I have always been interested in railways, especially those using steam locomotives. I remember as a boy taking a 4d (four 'old pence' - for my American reader, the amazing sum of 3 cents) bus ride on an old 'blue & cream' Midland & General Omnibus double-decker 'bus, the 4 miles to Langley Mill Station on the Erewash Valley Line close to the Nottinghamshire border, in order to watch the main line express trains such as 'The Master Cutler' and 'The Thames - Clyde Express' thunder through on their way to Sheffield and Glasgow from St Pancras Station in London.
Here is a shot of Butterley Railway Station (on the old Pye Bridge to Ambergate line which closed in 1968), in the Derbyshire town of Ripley. When I was about 8, I was taken on a 'special' from here to Manchester Belle Vue station, drawn behind an LMS 4-6-0 'Black Five' locomotive, northward across the embankment which splits Butterley Reservoir, and returning late at night having had a wonderful time at the old Belle Vue Zoological and Pleasure Gardens (since demolished). Since it was after midnight, the last 'bus on the old Midland General Omnibus route from Ripley to Nottingham had LONG gone, and that meant that the family faced a long walk home to Codnor (c.3 miles)!

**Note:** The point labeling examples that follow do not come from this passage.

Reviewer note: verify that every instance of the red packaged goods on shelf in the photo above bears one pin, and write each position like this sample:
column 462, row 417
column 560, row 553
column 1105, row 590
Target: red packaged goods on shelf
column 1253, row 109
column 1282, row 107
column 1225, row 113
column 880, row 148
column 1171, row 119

The Midland Railway Trust has transformed this derelict site, and despite the fact that it looks almost exactly as I remember it, the original station building is no longer there. However, an identical pattern Midland Railway station building was found at Whitwell in north Derbyshire, and has been erected on the site of the old one. Note the period wood and cast iron benches, the typical milk churns found on small Derbyshire stations, and even the period fire buckets!
The Midland Railway Ltd (one of the main constituent companies of the later London Midland and Scottish Railway Ltd) was formed at the nearby Sun Inn in Eastwood, and had its main locomotive and carriage works at Derby, so it was natural that the Trust would have chosen this site, along with the 3.5 mile length of preserved track, as its headquarters. Now trains run from here to the new station and museum at Swanwick and beyond, and there is a fine narrow-gauge extension to the hamlet of Golden Valley (where my mother was born). When I was visiting, ths station at Butterley was decked out with bunting for a visit by the much-loved 'Thomas the Tank Engine', and the place was heaving with 'small railway enthusiasts' and their guardians/parents. This made for a very happy time for all concerned.
Oh, and there has been a name change; although this facility was originally named 'The Midland Railway Centre', it is now known as 'The Midland Railway, Butterley'. Still the same wonderful history, though!